I’ve taken a dive in Natural Language Processing over the last few weeks. My initial requirement was to extract temporal information from a bunch of related feeds for a side project of mine. I did some research online and bought the excellent Natural Language Processing with Python.
The book is about NLP in general but the examples are very focued on the NLTK. NLTK is an open source toolkit for NLP in Python. It’s a really interesting tool and quite easy (especially with the book) to get into. If you have any interest in NLP and are reasonably capable with python this is a great place to start.
I hope to make more use of NLP in my project but to begin with here is how I dealt with the initial, relatively straight forward, requirement.
With a little googling I discovered contrib module called timex. Timex has two functions; tag() identifies temporal expressions in a text and tags them with a TimeML tag and ground() which fills the val attribute of the tags with the value represented by the temporal expression.
>>> from nltk_contrib.timex import *
>>> content =”Belfast up and coming band Cashier No.9 are playing a free gig in the Mercantile this Saturday night at 9.30pm. The band are set to release their debut album To The Death of Fun, which is mixed by David Holmes, in March.”

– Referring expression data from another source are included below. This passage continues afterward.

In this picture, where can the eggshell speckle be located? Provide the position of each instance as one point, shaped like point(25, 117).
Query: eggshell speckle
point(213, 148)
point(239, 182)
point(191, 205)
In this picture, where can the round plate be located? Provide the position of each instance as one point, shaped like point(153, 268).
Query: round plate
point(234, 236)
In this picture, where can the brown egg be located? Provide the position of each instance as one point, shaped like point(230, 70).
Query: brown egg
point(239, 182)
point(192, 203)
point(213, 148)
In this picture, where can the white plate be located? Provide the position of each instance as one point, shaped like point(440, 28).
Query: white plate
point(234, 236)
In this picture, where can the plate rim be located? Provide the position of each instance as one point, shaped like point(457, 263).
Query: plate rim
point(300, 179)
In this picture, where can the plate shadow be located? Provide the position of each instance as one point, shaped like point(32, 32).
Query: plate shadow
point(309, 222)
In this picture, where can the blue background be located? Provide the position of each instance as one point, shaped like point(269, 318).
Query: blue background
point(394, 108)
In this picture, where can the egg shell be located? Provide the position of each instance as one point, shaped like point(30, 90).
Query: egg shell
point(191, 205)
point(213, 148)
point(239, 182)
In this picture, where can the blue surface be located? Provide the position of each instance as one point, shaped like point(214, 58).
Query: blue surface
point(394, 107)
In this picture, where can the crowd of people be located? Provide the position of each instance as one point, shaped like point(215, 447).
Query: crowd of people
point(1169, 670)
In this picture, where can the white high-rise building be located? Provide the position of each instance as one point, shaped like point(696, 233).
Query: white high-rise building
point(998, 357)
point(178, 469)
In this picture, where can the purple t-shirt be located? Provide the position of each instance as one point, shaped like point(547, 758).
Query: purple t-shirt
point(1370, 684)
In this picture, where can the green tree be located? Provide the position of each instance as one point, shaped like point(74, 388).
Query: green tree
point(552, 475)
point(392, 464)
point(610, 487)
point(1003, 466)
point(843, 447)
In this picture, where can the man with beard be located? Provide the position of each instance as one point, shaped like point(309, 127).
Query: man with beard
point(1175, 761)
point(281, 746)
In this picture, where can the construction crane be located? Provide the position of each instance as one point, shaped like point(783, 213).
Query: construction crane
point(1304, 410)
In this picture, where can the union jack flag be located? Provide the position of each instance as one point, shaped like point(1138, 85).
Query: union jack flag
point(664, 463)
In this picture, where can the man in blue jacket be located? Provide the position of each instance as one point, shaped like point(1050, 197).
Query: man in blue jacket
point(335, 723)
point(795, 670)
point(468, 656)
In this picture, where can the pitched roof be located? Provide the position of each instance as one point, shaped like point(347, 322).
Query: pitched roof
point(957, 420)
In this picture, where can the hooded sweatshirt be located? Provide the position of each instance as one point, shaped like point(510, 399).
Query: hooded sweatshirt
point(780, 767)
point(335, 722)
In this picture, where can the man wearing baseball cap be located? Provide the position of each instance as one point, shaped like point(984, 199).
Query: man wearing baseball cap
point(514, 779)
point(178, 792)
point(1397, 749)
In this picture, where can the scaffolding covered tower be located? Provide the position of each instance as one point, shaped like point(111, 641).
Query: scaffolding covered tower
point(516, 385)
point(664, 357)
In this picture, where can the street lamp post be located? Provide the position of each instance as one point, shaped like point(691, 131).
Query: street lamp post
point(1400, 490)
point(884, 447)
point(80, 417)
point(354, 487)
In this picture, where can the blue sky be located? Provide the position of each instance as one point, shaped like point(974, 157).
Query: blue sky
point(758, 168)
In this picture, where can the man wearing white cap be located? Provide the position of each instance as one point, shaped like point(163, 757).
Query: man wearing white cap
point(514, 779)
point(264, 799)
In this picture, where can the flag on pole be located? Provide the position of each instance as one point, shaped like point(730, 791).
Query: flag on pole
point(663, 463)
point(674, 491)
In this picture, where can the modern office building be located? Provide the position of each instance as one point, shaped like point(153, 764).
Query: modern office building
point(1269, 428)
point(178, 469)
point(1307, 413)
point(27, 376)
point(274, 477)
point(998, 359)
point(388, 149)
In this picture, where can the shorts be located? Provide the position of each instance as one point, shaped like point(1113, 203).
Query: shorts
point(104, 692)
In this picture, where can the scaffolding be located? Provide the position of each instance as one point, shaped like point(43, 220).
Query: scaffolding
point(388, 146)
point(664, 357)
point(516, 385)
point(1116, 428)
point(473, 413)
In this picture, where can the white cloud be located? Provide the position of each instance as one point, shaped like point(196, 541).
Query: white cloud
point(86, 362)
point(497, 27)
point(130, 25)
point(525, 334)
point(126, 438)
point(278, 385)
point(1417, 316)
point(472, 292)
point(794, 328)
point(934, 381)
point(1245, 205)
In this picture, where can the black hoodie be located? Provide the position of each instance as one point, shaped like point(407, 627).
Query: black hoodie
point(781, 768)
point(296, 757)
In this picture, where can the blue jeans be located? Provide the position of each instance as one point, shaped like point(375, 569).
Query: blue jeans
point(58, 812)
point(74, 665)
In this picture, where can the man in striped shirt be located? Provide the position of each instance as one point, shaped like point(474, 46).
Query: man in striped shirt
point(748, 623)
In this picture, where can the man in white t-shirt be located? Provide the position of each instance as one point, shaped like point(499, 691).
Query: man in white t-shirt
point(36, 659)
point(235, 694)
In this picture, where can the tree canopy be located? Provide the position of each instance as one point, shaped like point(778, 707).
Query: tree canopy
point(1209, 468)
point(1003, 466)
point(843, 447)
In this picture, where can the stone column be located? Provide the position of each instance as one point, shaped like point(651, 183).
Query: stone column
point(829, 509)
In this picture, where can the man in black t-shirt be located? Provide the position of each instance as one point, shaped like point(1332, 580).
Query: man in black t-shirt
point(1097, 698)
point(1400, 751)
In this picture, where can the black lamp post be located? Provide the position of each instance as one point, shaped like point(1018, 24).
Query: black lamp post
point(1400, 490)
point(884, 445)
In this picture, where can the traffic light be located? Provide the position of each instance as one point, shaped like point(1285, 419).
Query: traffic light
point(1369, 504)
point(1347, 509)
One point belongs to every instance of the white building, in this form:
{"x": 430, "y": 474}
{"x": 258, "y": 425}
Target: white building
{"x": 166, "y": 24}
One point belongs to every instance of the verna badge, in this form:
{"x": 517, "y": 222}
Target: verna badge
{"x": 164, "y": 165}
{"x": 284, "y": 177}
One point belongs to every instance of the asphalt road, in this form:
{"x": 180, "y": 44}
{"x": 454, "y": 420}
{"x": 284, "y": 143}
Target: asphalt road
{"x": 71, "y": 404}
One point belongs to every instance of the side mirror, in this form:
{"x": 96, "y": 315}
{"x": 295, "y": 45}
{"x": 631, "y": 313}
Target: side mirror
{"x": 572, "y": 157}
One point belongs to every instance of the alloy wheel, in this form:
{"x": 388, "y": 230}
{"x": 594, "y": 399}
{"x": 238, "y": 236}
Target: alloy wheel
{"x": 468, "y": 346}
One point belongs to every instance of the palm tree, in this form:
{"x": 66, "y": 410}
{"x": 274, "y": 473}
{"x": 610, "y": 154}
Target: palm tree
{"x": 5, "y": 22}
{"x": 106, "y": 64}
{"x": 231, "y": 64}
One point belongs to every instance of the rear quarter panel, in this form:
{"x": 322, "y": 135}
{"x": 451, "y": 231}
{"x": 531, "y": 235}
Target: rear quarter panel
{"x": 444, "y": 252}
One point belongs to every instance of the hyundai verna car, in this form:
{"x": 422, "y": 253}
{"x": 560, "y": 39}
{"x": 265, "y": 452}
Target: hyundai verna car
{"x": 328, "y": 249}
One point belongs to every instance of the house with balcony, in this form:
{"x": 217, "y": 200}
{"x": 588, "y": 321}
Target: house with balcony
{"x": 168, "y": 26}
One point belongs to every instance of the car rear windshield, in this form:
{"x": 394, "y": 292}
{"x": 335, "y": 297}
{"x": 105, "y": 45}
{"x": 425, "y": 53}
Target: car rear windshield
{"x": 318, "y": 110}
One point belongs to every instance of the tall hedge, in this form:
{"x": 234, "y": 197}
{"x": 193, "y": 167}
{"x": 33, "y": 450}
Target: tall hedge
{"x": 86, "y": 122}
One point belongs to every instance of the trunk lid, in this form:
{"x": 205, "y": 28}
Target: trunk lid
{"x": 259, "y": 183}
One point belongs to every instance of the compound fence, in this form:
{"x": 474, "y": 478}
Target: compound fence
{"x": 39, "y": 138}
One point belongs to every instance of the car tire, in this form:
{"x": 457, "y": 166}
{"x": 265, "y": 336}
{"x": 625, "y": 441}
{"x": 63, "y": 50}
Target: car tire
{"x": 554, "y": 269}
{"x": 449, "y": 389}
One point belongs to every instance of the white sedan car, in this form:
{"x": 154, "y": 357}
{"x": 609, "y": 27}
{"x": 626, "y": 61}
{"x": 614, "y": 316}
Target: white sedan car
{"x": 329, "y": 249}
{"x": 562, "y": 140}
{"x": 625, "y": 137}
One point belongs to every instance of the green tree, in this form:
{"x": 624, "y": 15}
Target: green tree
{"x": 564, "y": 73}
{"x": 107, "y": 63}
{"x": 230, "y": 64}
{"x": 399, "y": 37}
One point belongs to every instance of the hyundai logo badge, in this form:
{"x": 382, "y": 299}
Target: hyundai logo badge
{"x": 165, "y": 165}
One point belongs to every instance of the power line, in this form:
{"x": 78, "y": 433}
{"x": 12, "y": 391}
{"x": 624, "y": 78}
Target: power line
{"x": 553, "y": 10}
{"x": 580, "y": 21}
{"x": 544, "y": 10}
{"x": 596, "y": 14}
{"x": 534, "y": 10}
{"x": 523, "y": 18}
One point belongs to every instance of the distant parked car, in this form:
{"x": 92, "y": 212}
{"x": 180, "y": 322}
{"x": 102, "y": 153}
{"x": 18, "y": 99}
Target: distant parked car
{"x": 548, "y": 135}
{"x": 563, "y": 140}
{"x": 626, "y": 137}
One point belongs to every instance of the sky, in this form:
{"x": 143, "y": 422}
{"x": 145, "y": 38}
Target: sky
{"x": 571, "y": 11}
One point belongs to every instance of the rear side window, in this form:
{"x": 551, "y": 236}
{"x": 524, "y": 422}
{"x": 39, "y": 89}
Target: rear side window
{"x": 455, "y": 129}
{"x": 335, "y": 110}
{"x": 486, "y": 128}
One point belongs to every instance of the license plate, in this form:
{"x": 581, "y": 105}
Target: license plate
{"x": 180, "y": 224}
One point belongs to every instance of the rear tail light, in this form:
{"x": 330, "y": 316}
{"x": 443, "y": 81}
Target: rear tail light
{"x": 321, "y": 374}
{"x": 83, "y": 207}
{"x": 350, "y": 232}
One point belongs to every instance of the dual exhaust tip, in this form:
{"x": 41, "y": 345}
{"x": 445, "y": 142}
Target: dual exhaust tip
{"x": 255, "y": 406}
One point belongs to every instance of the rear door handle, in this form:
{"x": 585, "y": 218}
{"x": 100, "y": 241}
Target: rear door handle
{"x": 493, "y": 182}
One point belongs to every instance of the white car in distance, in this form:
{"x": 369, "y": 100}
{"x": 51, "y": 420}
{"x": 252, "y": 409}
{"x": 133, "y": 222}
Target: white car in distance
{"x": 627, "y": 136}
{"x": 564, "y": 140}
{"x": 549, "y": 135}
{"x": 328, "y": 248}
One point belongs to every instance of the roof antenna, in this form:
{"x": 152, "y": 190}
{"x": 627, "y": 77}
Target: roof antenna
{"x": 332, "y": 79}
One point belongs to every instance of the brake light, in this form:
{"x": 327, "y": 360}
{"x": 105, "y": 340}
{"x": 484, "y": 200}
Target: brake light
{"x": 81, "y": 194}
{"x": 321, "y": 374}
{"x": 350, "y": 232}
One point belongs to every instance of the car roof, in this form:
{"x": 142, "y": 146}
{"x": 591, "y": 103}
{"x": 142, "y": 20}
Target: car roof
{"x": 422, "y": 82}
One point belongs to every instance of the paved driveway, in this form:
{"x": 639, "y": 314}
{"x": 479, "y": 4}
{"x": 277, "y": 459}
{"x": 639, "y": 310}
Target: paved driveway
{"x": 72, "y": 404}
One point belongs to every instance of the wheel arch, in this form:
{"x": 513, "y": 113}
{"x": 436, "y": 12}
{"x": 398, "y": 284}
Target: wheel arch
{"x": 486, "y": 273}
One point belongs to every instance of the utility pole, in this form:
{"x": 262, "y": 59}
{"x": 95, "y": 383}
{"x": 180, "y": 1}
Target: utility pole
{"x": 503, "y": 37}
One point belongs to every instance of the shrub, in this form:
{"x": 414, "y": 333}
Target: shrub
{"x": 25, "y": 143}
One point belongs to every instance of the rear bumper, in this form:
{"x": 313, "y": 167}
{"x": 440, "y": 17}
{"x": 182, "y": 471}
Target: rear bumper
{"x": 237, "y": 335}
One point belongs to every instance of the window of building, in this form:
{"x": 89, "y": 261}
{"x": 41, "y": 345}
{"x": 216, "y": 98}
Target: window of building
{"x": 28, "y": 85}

‘Belfast up and coming band Cashier No.9 are playing a free gig in the Mercantile <TIMEX2>this Saturday</TIMEX2> night at 9.30pm. The band are set to release their debut album To The Death of Fun, which is mixed by David Holmes, in March.’
As you can see from the example timex neatly tags relative temporal expressions like “this Saturday”. This is essential when trying to parse feeds as people usually talk about time relatively rather than specifiying an absolute date.
The ground method can then be used to convert this relative temporal expression into an absolute date like so:
>>> content = tag(content)
>>> print gmt()
‘Belfast up and coming band Cashier No.9 are playing a free gig in the Mercantile <TIMEX2 val=”2011-01-22″>this Saturday</TIMEX2> night at 9.30pm. The band are set to release their debut album To The Death of Fun, which is mixed by David Holmes, in March.’
The second parameter is is required in order to calculate the date. In this case I have just specified the current date/time (2011-01-21 11:03:49.67) but in the case of feeds the published date of the entry is probably most appropriate.
This is a great leap forward but I’m not totally happy with the results. There are many other common formats used in the feeds that aren’t handled well by timex. For example:
>>> tag(“13th January”)
>>> tag(“this January”)
>>> tag(“2011-01-21 11:03:49.67”)
>>> tag(“9:00pm 13/1/2011”)
I think all lot of these can be improved on relatively easily. So next post I should have some suggestions for how to improve on timex.